<aside> ℹ️ There are plenty of details in this page. Use the ▶ icon to expand on some part of the topic.

</aside>

<aside> ✅ This has been resolved. The root cause was a bug in NodeJS with keep-alives. The keepalive timeout of the application was shorter than the reverse proxy's (Nginx) one. Increasing NodeJS' keepalive configuration to be greater than Nginx's ones (i.e. > 75 seconds) solved the issue.

</aside>

Overview

Architecture: We have a NodeJS application running in Kubernetes. This application is exposed to the internet by an Nginx ingress controller (which does the SSL termination, from a LetsEncrypt certificate).

Issue: A very small amount of HTTP requests (0.00006%) end up in 502s. For every 502, nginx reports a Connection reset by peer.
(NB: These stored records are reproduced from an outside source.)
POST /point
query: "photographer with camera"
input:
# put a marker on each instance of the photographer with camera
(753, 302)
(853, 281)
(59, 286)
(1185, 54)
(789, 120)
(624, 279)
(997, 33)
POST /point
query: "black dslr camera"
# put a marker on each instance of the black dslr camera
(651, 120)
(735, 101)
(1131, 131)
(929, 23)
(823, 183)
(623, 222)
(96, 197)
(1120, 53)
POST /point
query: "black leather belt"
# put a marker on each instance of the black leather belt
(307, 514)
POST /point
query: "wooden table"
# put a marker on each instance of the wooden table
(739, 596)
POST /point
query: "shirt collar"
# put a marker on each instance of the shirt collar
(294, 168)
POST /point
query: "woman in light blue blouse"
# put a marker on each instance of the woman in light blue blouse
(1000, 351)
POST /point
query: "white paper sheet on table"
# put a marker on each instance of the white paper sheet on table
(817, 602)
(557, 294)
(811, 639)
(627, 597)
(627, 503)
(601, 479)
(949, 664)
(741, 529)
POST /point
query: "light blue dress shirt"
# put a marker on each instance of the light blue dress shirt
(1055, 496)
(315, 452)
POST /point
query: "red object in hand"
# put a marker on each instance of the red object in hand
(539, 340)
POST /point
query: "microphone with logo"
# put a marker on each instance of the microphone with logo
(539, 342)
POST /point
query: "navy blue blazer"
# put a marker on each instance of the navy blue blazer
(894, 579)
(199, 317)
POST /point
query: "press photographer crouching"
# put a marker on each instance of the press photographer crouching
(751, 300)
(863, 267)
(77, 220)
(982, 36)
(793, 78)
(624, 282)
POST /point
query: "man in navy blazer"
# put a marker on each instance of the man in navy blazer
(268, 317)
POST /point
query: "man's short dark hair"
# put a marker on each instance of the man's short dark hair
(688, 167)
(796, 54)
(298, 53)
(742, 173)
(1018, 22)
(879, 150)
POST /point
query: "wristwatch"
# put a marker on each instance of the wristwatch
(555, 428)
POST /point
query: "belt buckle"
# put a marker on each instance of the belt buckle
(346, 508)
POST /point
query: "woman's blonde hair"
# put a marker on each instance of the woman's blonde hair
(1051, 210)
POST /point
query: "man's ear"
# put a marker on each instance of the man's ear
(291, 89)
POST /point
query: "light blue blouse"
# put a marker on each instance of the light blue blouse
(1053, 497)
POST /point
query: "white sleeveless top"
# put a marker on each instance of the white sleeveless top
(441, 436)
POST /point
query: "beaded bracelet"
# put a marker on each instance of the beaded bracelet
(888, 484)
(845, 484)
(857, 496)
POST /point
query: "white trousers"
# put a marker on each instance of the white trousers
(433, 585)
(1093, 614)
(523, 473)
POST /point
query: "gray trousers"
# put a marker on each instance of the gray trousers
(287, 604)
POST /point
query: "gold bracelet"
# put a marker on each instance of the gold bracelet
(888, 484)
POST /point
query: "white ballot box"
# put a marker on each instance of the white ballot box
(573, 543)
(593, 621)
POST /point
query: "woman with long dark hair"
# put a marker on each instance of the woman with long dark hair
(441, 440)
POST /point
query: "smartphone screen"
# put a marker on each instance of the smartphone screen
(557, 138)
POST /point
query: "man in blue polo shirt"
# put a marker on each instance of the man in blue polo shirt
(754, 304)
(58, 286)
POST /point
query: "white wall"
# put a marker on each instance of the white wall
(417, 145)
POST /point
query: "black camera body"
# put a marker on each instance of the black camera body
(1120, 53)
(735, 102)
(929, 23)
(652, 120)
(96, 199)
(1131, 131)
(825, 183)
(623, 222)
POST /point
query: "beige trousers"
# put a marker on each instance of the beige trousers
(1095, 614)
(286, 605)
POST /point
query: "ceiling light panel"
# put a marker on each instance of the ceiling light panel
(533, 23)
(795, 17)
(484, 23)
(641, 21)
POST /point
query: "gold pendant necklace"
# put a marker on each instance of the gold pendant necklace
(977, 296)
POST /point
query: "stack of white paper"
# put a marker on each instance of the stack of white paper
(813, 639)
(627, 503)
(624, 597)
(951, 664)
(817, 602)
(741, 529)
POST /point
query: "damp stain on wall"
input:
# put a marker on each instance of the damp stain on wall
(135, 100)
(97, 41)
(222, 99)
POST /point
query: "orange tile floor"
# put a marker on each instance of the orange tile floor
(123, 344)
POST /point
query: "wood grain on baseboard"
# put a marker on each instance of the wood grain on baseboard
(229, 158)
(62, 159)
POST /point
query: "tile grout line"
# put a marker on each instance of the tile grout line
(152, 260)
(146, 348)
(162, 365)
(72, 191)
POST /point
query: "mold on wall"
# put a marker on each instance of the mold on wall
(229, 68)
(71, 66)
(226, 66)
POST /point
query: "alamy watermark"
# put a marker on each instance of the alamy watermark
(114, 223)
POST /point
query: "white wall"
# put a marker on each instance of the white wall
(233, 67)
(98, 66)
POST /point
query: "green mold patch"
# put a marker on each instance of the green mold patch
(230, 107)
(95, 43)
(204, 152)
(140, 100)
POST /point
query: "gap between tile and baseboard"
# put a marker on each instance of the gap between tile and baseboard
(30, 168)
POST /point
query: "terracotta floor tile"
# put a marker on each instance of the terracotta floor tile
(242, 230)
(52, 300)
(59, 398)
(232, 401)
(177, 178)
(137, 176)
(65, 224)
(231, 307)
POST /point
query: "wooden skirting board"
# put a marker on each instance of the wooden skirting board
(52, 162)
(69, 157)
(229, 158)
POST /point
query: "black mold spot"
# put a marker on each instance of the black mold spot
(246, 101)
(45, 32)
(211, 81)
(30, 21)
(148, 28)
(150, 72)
There is a Connection error warning for 0.0001% of the HTTP requests:

2020/03/24 14:25:52 [error] 39#39: *3117560 recv() failed (104: Connection reset by peer) while reading response header from upstream, client: 10.134.3.92, server: api.production.birdie.care, request: "GET /oauth/tokeninfo HTTP/1.1", upstream: "<http://10.134.3.55:8000/oauth/tokeninfo>", host: "api.production.birdie.care"

Reproducer

We are able to reproduce the issue with:

We are running a very simple NodeJS application (see code by expanding)
It exposes 3 different endpoints, with 3 different application behaviours
- / a home page (returns directly)
- /wait/{time} a pages that uses setTimeout and returns after {time} milliseconds
- /sleep/{time} a page the uses a blocking system sleep for {time}ms before response
- /busy/{time} a page that burns CPU for {time}ms before answering
Sending 50,000 requests to API using ab -c 50 -n 500000 Number bellow are averaged after many runs.
- / 0 connection reset (very very rarely - happened once -, with much higher ab traffic)
- /wait/* , 0 connection reset.
- /sleep/10 ~10 connection reset
- /busy/10 ~10 connection reset
Note: See more load-testing results with the nestjs-boilerplate bellow.

When we CANNOT reproduce

It does NOT reset connections with an application written in Go (with the same endpoints)

Other observations

The higher the CPU usage of the application container, the more likely we are to have Connection resets.
Same behaviour happens (obviously) with NestJS applications (using NodeJS & Express) (Note: inside here are more ab results)